Integration and Optimization of a Waste Heat Driven Organic Rankine Cycle for Power Generation in Wastewater Treatment Plants

Abstract

The study focuses on achieving energy self-sufficiency in Wastewater Treatment Plants by proposing a comprehensive model for integrating, sizing, and optimizing an Organic Rankine Cycle system. The Organic Rankine Cycle system is designed to utilize waste heat from the gensets at As Samra Wastewater Treatment Plant in Jordan, where it will contribute to the overall electrical energy supply of the plant. Real data from As Samra Wastewater Treatment Plant is used to model and calculate the available waste heat using TRNSYS® software. The Organic Rankine Cycle model is then developed using ASPEN PLUS® software to explore the impact of operational parameters and determine their optimal values for maximizing the plant's energy profile.

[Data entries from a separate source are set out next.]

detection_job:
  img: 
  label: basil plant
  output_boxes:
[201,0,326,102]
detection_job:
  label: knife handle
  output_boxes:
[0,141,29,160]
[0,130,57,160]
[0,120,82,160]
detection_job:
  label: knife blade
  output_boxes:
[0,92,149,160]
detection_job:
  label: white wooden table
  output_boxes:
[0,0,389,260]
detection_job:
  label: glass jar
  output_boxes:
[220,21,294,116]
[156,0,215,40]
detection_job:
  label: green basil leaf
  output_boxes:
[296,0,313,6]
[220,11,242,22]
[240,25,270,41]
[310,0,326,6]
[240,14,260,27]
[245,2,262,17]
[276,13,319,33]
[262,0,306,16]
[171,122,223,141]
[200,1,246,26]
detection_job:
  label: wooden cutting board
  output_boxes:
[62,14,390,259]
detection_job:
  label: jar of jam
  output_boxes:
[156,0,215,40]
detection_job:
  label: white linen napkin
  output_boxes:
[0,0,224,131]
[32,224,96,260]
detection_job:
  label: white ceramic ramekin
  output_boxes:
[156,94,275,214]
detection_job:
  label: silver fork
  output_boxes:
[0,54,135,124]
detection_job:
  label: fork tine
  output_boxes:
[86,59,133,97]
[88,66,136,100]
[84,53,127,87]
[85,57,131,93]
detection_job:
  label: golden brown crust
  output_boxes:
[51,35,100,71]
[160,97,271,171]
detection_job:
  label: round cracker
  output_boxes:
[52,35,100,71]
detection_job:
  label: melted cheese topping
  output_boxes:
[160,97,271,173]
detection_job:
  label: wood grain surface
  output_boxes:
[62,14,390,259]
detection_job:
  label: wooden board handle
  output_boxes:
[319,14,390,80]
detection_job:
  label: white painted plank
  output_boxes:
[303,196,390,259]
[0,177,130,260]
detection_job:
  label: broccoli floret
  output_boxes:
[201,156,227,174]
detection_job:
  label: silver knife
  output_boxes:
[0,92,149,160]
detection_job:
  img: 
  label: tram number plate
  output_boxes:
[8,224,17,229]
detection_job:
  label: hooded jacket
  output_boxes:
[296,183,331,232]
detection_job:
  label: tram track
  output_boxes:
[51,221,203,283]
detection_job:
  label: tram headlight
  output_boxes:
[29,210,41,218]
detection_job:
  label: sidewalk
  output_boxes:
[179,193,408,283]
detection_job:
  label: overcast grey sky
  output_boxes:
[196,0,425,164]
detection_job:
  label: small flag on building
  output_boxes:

An economic analysis is conducted to assess the feasibility of the proposed model, considering system components, installation, operation, and maintenance costs. To optimize the Organic Rankine Cycle system, the study employs the Multi-Output Support Vector Regression technique to capture nonlinear relationships between independent variables (fluid type, turbine inlet pressure, turbine inlet temperature, turbine outlet pressure, and mass flow rate) and dependent variables (pump power input, waste heat input, and turbine specific work). The Osprey optimization algorithm is used to address the multi-objective optimization problem, with the proposed Pareto-based Osprey Optimization Algorithm and the Multi-Objective Particle Swarm Optimization technique being employed to evaluate critical performance and economic parameters such as system thermal efficiency, net power output, and the levelized cost of electricity. The results of the optimization strategies indicate that the M-SVR model's prediction accuracy is significantly improved after parameter optimization, with the model returning high R2 and low Mean Square Error values of 0.991 and 0.00216, respectively. The Pareto-Based Osprey Optimization Algorithm optimizer identifies the best working fluid as Isobutane/Isopentane in a ratio of 66:34, with optimal turbine inlet pressure and temperature of 15 bars and 218 °C, respectively. The Organic Rankine Cycle model at these optimal conditions achieves a cycle efficiency of 19.93 % and an Levelized Cost of Electricity value of 0.0353 USD/kWh.